En la primera mitad del poema y del tejido, el minúsculo punto del medio y la minúscula letra que llevaba sobre sí el acento y la cesura, sintieron el movimiento del sol, que corrió apenas sus tres rayos delanteros. En ese mínimo gesto, cambió el color de las hebras de merino y se movieron, incluso, los ovillos conjugados en tercera persona del plural. Así tejían la tarde. Cuando les tocaba el revés, tejían normalmente, cuando tocaba el derecho, pinchaban en la abertura de la vuelta de abajo, tal como lo dice hoy el Arte de Tejer.

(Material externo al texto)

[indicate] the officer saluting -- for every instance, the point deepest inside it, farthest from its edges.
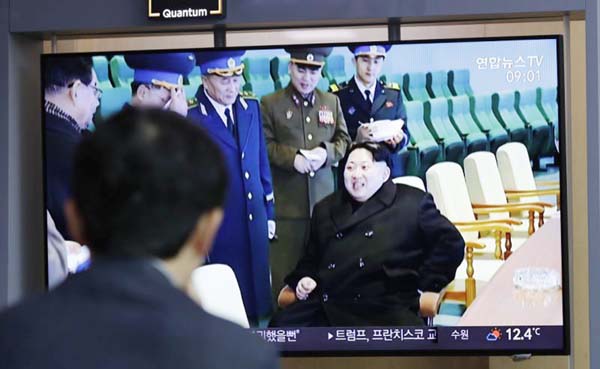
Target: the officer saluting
(366, 99)
(305, 133)
(235, 124)
(158, 80)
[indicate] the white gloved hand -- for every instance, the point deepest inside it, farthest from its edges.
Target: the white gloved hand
(271, 228)
(177, 102)
(305, 286)
(321, 156)
(301, 164)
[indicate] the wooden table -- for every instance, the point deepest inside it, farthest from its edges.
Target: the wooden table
(500, 303)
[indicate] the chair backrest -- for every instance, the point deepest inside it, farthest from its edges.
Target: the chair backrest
(437, 84)
(258, 77)
(484, 182)
(415, 122)
(219, 293)
(113, 100)
(526, 102)
(120, 72)
(515, 169)
(413, 181)
(335, 69)
(100, 64)
(279, 72)
(459, 82)
(415, 86)
(446, 183)
(460, 112)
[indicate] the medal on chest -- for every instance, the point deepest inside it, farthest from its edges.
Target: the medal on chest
(325, 115)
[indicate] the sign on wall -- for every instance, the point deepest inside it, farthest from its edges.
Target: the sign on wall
(179, 9)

Alguna vez tuve miedo de que ellas se cansaran de tejer la tarde y nos quedáramos sólo con mañanas y noches. Pasar del bullicio matinal al silencio rotundo de la luna, sabía que iba a resultar abrupto y doloroso. Por ello, debía aprender el arte y la magia. Así que en ocasiones abandonaba los libros y el pequeño cuaderno de notas, para sumarme a la sombrilla celeste de palabras graves, donde se me escapan algunas esdrújulas estrepitosas que alteraban el ritmo de la trama, pero ninguna de las tres mujeres me reprendía, más allá de una sonrisa indulgente que yo sabía muy bien, provenía de aquel sinónimo que se había salido del tejido del lenguaje alguna que otra tarde de exploración por el diccionario tumultuoso. Desde entonces aprendí que cada vez que se me escapa una palabra aguda al final del verso, es un lapsus que viene de la infancia de la escritura. Por su parte, cuando el entramado del discurso alcanza a dibujar una sonrisa, sé que es el pícaro esdrujulismo en una mímica ígnea que busca desbaratar la máquina de tejer la tarde.